Even as they participate in the everyday life of the city, the Muslims of Santiago are ever conscious of preserving the heritage of the land they left behind. They continue to pray five times a day, and send their Santiago-born children to the madrasa of the mosque to learn Arabic.

Ahmad Elias is a second-generation Muslim living in Santiago.

"Ako si Ahmad Elias, Jr. Bale, pinanganak na ako dito sa Santiago. Ngayon
employed ako sa North Eastern College, nagtratrabaho ako diyan as secretary ng
College of Law and at the same time part-time instructor ng mga ibang colleges
dito sa Santiago."
Living in Santiago and working in the schools, Ahmad is surrounded by Christians most of the time, but he does not feel different from them.

"Hindi naman kasi wala naman akong dapat isipin na iba ako except we differ in
faith at siyempre sa culture . . . wala ring pagkakaiba except of course na
napunta kami sa ibang bayan na may kanya-kanyang kultura din . . . yung
pamumuhay dito ng mga Muslim ay maganda naman kasi nagkakaisa kami, walang
masyadong di pagkakaunawaan lalo na sa ibang mga kultura dito kasi kami mga
Muslim nagpunta dito sa Santiago para humanap ng magandang kabuhayan."
The Chinese community of Santiago also have their own place of worship, in a Taoist temple. On the ceiling of the temple, the yin yang symbol reminds visitors of the Taoist belief in unity of opposites as the path to achieving order in the universe. The philosophy of Taoism was shaped during a time of heavy feudal warfare in China, and as such, many of its teachings are about the goal of ending conflict.

The Taoist principle of peaceful balance and unity, similar to Pattaradday and the teachings of Islam, is further echoed by a group of Indians who gather regularly at the Sikh temple in the city. Santiago seems a rather random place for a Sikh temple to thrive, so it is surprising to hear that the temple has been around for 25 years. What is even more surprising is to hear the Indians speaking in Ilokano and Tagalog. A number of them are actually more comfortable speaking these dialects than English.

Most of the Indians in Santiago are from Punjab, and they came to the Philippines for business. Every Sunday, they gather for a meal and religious service at the Gurudwara Jagat Sudhar temple. “Gurudwara” literally means “doorway to God”, and the Sikhs believe that every gurudwara they have, no matter where it is in the world, should be open to all, regardless of race or religion. They do not believe in the caste system. Here in Santiago, they welcome anyone who wishes to know more about their faith.

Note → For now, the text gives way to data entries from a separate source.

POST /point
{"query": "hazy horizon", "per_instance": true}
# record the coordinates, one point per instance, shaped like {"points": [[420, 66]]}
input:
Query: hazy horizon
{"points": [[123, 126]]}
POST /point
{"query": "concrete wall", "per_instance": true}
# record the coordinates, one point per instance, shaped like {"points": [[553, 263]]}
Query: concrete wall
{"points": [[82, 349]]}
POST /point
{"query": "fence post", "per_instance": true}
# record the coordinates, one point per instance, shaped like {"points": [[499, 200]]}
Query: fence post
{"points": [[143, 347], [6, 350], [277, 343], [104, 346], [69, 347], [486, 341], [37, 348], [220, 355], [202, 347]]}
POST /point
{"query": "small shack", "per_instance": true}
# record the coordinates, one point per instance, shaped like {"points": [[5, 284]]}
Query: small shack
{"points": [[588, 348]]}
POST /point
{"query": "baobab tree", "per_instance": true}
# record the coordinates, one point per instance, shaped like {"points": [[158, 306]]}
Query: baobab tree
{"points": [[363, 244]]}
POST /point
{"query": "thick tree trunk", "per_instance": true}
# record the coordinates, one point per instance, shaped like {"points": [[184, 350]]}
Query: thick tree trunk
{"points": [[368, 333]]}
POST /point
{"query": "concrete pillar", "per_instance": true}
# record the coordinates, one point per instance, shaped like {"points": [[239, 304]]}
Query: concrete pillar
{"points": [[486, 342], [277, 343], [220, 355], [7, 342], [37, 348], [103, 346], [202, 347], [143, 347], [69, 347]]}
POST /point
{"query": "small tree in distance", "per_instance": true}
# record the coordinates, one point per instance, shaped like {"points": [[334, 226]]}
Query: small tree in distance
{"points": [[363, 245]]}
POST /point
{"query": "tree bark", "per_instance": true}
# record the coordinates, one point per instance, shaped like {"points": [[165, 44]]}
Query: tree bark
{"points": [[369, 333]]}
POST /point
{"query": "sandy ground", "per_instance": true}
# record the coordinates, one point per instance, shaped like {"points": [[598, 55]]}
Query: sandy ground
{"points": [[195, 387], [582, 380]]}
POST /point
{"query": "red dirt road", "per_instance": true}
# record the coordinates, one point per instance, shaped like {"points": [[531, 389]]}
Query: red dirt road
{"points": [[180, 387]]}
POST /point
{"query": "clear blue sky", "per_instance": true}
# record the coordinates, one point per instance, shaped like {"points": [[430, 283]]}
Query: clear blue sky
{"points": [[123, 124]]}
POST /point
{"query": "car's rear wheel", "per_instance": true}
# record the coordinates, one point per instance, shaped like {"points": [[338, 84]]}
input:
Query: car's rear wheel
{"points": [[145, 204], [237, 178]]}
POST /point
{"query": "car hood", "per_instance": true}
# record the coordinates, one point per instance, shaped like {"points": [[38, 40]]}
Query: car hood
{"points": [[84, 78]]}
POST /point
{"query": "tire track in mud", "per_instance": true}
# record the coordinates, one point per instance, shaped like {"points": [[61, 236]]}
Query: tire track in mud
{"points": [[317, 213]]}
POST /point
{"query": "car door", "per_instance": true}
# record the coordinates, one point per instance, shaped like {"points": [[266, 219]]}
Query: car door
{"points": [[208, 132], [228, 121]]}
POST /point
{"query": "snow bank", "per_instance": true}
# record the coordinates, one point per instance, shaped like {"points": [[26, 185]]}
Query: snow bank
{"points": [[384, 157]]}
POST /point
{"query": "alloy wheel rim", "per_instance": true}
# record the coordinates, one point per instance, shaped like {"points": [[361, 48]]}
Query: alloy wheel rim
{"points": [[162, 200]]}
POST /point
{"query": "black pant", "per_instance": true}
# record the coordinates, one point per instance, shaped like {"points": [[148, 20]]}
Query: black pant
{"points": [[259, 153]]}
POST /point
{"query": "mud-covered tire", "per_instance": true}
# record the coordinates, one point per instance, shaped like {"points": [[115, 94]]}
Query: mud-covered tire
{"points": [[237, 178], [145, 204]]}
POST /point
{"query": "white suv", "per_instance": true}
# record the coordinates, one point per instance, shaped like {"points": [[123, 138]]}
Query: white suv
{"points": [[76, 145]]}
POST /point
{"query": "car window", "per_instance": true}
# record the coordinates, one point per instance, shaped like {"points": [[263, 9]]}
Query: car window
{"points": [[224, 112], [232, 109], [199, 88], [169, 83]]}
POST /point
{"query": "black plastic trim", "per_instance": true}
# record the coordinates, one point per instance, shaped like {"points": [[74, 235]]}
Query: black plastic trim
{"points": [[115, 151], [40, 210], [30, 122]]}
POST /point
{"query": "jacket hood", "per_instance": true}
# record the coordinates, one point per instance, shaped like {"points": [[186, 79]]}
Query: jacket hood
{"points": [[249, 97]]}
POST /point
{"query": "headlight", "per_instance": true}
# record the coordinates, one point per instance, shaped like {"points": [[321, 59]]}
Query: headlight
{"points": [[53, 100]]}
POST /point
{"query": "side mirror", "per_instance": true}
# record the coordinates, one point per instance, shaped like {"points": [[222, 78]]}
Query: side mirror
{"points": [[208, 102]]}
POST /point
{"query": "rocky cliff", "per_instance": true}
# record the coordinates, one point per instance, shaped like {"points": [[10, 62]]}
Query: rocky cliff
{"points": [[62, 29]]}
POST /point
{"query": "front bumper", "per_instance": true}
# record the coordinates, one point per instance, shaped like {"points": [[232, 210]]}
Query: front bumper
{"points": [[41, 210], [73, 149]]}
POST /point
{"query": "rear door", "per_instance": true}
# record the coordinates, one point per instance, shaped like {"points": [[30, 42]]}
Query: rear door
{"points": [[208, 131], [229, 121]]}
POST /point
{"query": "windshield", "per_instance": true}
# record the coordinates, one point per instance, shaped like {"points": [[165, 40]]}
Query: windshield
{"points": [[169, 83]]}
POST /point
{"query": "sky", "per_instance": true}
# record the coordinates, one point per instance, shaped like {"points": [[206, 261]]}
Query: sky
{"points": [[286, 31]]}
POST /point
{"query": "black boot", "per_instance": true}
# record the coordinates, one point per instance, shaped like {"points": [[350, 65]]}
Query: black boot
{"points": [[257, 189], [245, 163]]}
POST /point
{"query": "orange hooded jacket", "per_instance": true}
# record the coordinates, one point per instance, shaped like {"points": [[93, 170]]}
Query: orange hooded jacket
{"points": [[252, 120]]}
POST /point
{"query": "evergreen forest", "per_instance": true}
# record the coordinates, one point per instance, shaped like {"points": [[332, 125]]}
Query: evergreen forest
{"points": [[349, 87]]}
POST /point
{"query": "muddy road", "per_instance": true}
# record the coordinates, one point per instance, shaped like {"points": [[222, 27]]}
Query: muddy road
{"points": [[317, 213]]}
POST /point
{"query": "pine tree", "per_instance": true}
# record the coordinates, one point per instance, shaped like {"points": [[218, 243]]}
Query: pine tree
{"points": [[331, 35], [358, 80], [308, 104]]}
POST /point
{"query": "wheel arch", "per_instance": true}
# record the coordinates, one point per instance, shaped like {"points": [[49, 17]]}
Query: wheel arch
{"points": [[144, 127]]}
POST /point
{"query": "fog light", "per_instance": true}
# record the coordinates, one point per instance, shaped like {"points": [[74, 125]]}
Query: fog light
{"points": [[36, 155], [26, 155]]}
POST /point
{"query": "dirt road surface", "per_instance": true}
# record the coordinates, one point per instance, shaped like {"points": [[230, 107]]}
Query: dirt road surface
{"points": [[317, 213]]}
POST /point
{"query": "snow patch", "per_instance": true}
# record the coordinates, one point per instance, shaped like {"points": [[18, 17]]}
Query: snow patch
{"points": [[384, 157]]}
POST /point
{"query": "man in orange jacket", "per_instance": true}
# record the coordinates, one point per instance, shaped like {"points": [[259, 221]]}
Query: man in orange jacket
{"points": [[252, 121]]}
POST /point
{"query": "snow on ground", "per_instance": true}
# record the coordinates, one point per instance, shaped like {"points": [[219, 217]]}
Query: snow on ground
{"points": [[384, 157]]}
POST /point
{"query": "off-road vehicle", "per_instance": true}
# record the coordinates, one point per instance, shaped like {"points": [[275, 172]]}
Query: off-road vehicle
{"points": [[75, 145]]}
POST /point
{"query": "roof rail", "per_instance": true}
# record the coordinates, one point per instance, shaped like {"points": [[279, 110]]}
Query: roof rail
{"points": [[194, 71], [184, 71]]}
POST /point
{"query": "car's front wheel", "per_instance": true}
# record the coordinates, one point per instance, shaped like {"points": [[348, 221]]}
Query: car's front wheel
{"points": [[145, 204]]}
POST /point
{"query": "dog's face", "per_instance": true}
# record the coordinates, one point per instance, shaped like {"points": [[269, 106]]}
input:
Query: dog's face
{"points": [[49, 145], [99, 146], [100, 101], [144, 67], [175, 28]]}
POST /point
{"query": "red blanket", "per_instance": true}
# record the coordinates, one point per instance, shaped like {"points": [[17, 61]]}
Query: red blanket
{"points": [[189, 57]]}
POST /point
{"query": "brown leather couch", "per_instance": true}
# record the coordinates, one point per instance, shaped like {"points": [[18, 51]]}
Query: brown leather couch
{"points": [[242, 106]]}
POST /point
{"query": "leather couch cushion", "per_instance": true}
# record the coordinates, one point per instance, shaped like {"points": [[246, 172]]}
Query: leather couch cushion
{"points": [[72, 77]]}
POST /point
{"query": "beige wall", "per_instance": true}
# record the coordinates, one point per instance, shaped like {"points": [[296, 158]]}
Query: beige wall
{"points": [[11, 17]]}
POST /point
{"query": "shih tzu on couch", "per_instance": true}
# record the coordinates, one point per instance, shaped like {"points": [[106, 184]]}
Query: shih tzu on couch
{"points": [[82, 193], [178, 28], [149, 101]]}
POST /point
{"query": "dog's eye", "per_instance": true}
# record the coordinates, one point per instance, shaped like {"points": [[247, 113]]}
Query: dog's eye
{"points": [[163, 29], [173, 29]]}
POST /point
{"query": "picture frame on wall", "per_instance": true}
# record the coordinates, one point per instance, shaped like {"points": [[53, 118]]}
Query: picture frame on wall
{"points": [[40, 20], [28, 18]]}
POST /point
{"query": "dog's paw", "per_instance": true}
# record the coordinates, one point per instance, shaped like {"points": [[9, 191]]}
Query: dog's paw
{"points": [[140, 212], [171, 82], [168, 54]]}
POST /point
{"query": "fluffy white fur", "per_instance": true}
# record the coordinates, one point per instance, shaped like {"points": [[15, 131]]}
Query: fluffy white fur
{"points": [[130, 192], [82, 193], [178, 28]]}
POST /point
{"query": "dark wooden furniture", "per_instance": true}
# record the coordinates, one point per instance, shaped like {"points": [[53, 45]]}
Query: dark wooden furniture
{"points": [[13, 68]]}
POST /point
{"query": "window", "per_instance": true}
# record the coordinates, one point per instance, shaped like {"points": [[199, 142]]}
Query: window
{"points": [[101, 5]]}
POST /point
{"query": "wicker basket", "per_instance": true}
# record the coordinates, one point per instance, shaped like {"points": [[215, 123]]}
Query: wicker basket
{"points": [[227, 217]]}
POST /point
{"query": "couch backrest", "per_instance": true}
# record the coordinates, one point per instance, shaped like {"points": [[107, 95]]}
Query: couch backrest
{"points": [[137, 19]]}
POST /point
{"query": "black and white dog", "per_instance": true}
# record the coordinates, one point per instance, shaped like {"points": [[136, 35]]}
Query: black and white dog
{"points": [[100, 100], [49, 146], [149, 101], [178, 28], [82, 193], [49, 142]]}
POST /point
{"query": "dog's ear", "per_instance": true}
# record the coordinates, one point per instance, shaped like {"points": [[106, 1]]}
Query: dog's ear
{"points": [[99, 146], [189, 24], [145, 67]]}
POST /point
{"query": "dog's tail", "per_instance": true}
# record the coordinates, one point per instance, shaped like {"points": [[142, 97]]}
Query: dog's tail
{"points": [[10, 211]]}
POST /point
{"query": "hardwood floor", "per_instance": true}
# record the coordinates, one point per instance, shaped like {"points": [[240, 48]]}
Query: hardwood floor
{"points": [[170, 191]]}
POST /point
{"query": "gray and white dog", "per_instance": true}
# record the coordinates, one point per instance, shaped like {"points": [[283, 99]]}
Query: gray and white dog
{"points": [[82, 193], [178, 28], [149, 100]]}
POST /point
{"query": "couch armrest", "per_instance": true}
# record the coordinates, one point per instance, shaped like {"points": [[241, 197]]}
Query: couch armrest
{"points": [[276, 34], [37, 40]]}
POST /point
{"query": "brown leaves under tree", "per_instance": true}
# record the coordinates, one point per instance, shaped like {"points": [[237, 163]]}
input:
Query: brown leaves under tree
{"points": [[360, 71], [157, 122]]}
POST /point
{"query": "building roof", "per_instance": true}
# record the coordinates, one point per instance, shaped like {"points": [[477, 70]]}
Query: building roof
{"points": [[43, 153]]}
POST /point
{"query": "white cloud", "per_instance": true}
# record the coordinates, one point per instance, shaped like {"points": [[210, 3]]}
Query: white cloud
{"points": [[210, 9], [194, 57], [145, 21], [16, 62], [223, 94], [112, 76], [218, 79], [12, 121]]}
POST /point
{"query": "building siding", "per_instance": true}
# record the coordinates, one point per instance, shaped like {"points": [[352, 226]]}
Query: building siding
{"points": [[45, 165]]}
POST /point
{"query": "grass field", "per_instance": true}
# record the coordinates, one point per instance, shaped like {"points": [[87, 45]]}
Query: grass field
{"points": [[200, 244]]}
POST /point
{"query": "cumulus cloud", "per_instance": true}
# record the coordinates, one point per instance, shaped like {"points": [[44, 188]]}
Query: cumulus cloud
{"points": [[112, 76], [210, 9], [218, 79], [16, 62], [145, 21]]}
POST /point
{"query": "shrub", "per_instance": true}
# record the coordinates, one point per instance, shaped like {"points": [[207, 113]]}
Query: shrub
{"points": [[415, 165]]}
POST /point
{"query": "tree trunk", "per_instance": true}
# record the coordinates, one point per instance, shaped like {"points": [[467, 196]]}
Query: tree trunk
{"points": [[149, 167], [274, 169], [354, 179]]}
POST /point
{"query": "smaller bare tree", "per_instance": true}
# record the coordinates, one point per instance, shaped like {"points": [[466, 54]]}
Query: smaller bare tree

"Our religion is also a religion like other religions in the world. Our Sikh
religion give the message to the humanity, we are all equal, we are all the son
of god. And give the message to us that unity, and should be proud-less, and
should be not greedy, because god send us in the earth to do good. Cooperate to
each other, help each other, is not only for the Sikhs, but to every human
being, even though he belongs to the other religion, our Sikh religion is stable
on truth, and give the message of truth to the human being. And that’s why
whenever we are going to the church, and our temple, our Sikh temple, ladies are on the one side and gents are on the one side. And we are sitting on the floor.
It mean that we are all equal. No rich, no poor, no high, no low. Everybody is
equal. That’s why equality is the most proper and right way in our Sikh
religion. That’s why every religion, every person, can join and come here
in our Sikh temple."
In this gurudwara in Santiago, in the season of Pattaradday, where Punjabis open their doors to strangers and speak in Tagalog and Ilokano, the meaning of unity, tolerance, and coexistence has never seemed clearer.